Amos Tutuola and “The Palm-Wine Drinkard” revisited

the palm-wine tapper up the palm-tree tapping wine

the palm-wine tapper up the palm-tree tapping wine

Recently I reread Amos Tutuola’s classic: The Palm-Wine Drinkard at the same time I was revisiting Cervantes’ Don Quixote, and was surprised to see how close, how similar the two books are. I mean, they’re both outrageous in their summations, conquests, tales of chivalry and trickery. In my opinion, they belong to the same genre of the surreal. The narrators find themselves on a fantastical, adventurous journey where strange and unimaginable things happen.

While the characters differ in temperament–Don Quixote is more prone to anger while the Drinkard is sanguine all year round, they’re both given to exaggeration and tricks of the mind, coming across as delusional and heroic at the same time. The Drinkard consumes 225 kegs of palm-wine a day and into the night, ever since he was ten years old. Water has never touched his lips, and when his palm-wine tapper dies, he sets out on a journey to find and bring him back from the dead. Passing through the bush and strange towns, he encounters monsters, mythic creatures, ghosts, and manages to trick and trap death, and also rescues a beautiful girl–who becomes his wife–from a terrible creature in the jungle. He has a bag of witchery that enables him to survive and defeat the many enemies he meets. While he never shape-shifts, he can change his wife from a person to something inanimate and viceversa, to disguise her identity while protecting her. Through his adventures, he becomes a hero of mythic proportions, his fantastical incidents escalating one after another like beads on a string.

the palm-wine tapper in Sine-Saloum, Senegal

the palm-wine tapper in Sine-Saloum, Senegal

Don Quixote doesn’t have as many successes as the Drinkard, although he still comes across as a grand make-believer. His failures form a string of narrative successes in their propensity to imagine. The reader of both books is never allowed to rest, but constantly regaled with tale after tale. The Drinkard has a travel companion, his wife, while Don has Sancho. Their interactions make the stories more tragic and comic. Contradictions abound, and when you think you’ve had enough, there’s still more and more…

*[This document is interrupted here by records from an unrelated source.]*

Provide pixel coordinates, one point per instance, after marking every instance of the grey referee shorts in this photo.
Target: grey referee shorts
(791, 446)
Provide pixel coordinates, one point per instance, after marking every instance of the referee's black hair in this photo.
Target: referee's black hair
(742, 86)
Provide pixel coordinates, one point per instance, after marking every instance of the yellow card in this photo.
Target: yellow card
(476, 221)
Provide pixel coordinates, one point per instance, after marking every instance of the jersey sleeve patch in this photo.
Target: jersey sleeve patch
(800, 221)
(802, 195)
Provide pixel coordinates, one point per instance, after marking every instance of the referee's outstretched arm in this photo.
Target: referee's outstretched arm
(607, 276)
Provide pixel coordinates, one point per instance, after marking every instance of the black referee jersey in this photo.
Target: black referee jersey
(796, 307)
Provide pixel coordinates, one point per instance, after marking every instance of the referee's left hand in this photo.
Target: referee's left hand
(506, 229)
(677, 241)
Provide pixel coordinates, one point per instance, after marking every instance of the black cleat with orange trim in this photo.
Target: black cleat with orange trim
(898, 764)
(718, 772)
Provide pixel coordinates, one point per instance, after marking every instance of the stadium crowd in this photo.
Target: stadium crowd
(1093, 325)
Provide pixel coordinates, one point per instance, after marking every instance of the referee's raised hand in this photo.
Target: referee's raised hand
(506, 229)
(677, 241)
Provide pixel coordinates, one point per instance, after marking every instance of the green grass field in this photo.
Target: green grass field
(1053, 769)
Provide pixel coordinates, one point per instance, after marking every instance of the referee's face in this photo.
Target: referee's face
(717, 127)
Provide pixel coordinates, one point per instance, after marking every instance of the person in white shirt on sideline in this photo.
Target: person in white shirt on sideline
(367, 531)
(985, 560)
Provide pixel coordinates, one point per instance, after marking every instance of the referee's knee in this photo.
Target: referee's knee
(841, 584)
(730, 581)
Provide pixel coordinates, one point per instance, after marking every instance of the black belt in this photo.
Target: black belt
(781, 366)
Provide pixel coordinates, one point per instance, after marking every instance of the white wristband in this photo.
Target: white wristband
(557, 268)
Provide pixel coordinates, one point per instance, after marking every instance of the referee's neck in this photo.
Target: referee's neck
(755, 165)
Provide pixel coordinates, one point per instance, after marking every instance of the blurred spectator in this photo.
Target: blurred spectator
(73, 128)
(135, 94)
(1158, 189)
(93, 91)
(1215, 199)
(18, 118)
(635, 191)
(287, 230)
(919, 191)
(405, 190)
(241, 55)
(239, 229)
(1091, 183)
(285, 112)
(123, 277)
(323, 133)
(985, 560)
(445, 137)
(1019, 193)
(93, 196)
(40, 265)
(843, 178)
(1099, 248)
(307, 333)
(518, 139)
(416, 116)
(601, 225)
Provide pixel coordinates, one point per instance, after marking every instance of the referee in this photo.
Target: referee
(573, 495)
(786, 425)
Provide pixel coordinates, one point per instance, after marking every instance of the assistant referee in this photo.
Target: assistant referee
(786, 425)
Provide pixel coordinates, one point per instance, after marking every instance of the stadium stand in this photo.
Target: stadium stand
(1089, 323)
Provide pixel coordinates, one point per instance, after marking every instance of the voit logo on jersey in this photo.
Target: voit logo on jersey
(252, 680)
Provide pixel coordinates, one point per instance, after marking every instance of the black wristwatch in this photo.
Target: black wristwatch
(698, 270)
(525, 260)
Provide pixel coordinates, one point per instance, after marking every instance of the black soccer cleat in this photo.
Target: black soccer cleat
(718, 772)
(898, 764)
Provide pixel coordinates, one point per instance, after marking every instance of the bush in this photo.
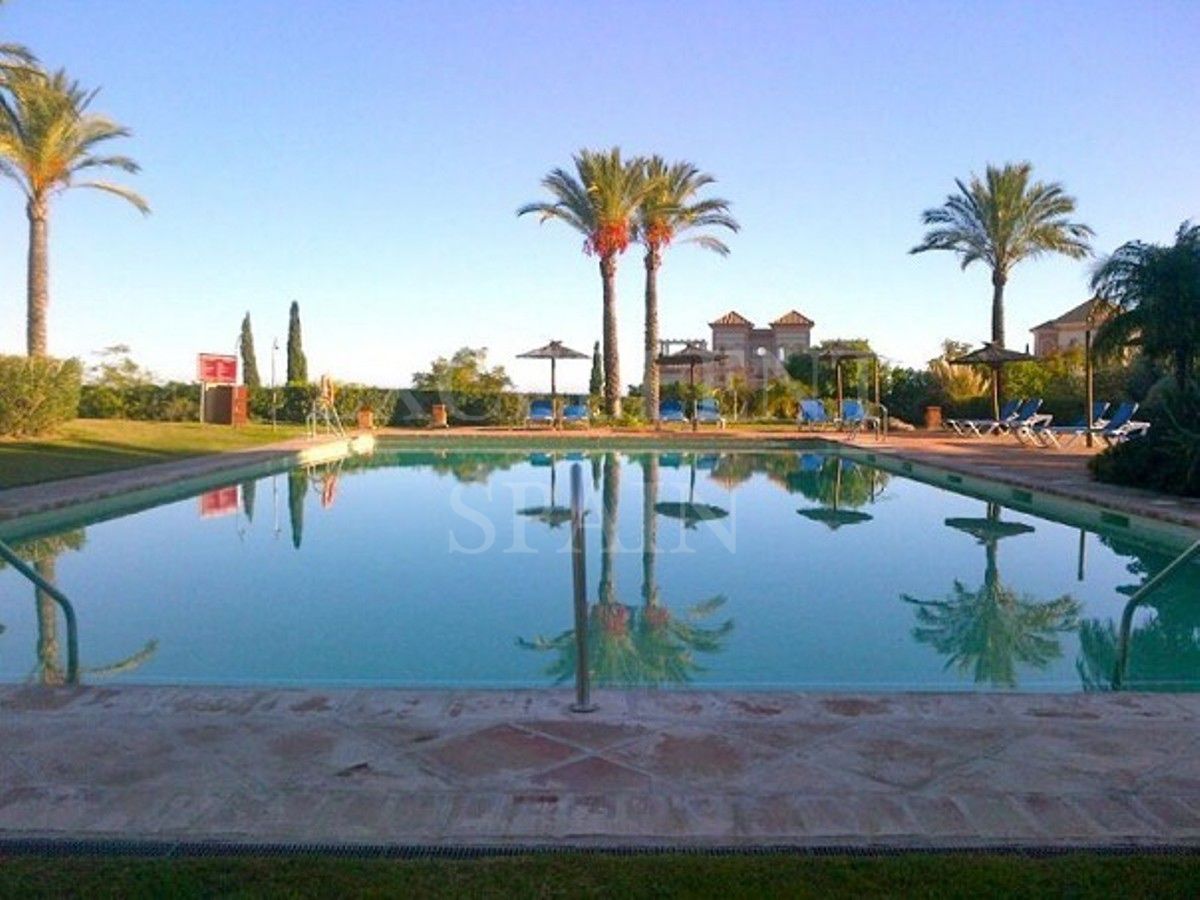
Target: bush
(172, 402)
(37, 394)
(910, 390)
(1168, 457)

While Don Quixote is famously considered the first European novel, one of the best works of fiction ever written,  a classic western literary masterpiece, The Palm-Wine Drinkard is sometimes dismissed as that crazy book by a crazy writer, whimsical, and not to be taken seriously. I think of Tutuola’s imagination beautiful in writing this book, I think of him as someone who lived ahead of his time, someone who transcended literary boundaries and made great leaps in creativity, someone who amused, challenged, entertained and blurred the lines between magical realism and real life.  I think of The Palm-Wine Drinkard in our time and feel very happy that this book exists.

My first time to see a palm-wine tapper was in the deep interior of Sine-Saloum, Senegal. It was also my first time to taste palm-wine and eat kola nuts. Having read a lot of literature from West Africa that describes the rituals of drinking palm-wine and eating kola nuts, I was ecstatic to be transported and delivered from my literary imagination experiences into a landscape of reality where the first imagining took place, then entered a book and spread. I’ll end with a picture of yours truly enjoying the palm-wine. Long live the works of Tutuola.

Yours truly drinking up a calabash of fresh palm-wine

Yours truly drinking up a calabash of fresh palm-wine, 2009, Sine-Saloum.